Post# 1199809 , Reply# 3   2/20/2024 at 20:38 by lakewebsterkid (Dayton, Ohio)        
Great idea!

Nice to see you back Andrew. Give me a few days and I can contribute to the thread!


Post# 1199836 , Reply# 4   2/21/2024 at 08:26 by volvoman (West Windsor, NJ)        
Recipe

While I was unsuccessful in obtaining my mom's recipe for Chicken Marsala ("You KNOW I guard my recipes! This way, you and your brother look forward to family dinners!"), and Mrs. V was not giving up the rights to her meatloaf recipe (I begged, but...happy wife, happy life), I WAS able to convince her to share her recipe for smothered burritos. We make them a couple of times a year - usually during the summer, with some limeade. And I'd say that our dishwasher has never had an issue cleaning up afterwards.

Smothered Burritos

The basics:

Filling:
1lb of ground beef or ground turkey
1 can of Green Giant Mexicorn (you can substitute for any brand of similar style)
1 medium Spanish onion, diced
2 cloves of garlic, minced (you can use more or less; we tend to use more, so we don’t have to kiss one another)
1 can of diced tomatoes (juices completely drained)
1 cup of cooked white rice (again, you can add more or less, or even omit)

Sauce:
1 container of sour cream
1 jar of a high-quality green salsa
Juice of 1 lime

Miscellaneous ingredients:
1 large bag of Mexican-style shredded cheese
Chili powder
Burrito wraps


In a large pot, sauté the garlic and onion with some olive oil until cooked, but not burnt. Remove, and brown the meat. Once meat is cooked, throw the onion and garlic back in, and add the corn, tomatoes, and rice. At this point, you’re going to also add a good handful of the shredded cheese, as well as a few tablespoons of the sour cream (you’ll want to eyeball this; you want a mixture that is on the “gooey” side, as it’s easier to keep together in the burrito wraps). Once all is combined, spoon as much (or little) as you want into flour burrito wraps, and form a burrito. No set amount; make as many or few as you want.

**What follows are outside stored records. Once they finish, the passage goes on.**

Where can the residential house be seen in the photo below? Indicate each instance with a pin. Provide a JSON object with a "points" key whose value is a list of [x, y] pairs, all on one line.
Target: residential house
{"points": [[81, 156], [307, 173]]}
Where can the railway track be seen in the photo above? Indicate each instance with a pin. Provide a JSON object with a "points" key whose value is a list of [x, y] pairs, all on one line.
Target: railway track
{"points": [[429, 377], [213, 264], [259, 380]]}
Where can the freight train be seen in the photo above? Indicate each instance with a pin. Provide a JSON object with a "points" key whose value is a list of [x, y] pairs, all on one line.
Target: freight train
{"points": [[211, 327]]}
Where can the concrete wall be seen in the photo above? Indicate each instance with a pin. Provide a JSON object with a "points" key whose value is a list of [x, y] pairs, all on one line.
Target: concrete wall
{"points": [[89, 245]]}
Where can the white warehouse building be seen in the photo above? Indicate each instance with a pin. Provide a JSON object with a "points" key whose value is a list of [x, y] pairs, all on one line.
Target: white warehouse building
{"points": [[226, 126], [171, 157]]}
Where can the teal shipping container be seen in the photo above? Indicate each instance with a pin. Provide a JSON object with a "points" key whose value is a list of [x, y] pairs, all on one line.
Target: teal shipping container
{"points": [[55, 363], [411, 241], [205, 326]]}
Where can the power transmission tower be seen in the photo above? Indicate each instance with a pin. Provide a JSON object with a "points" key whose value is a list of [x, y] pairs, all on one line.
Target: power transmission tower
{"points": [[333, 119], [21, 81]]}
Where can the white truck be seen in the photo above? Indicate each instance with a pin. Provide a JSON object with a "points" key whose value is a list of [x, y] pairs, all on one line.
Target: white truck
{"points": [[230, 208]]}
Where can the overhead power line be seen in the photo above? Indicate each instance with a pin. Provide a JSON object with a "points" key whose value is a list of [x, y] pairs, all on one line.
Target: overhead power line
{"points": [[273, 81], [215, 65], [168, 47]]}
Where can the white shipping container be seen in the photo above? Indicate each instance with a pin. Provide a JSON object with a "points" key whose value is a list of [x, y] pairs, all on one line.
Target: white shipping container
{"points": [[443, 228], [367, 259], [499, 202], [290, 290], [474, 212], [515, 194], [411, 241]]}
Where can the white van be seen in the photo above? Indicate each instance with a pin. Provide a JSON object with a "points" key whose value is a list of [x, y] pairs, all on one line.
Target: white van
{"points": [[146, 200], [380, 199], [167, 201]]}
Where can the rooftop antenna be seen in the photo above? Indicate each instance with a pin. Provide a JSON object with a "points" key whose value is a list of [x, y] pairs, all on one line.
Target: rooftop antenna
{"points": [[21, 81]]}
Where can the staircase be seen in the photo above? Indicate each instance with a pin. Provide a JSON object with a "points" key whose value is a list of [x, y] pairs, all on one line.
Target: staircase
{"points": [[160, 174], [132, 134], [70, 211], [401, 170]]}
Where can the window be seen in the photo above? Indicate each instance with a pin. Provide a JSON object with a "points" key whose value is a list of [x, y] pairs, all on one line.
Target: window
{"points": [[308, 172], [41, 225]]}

For the sauce; mix one jar of green salsa, with some sour cream, and the juice of a lime. Again, no exact measurements here; what you are looking for, is a creamy green sauce – enough in quantity to spoon on the bottom of a casserole dish, and over the top of the burritos.

In a casserole dish (glass, metal….we really don’t have a preference here), spoon some sauce mixture along the bottom, and spread it out. You want just enough to wet the bottom of the dish. Start loading in your burritos, and cover with the remaining sauce, as well as some shredded cheese (to taste). A good sprinkle of chili powder gives it some nice color.

Bake uncovered at 350 until the sauce is bubbling, and the cheese is melted (say, 10-15 minutes).

Serve with some Spanish rice, a green salad, and your favorite libation.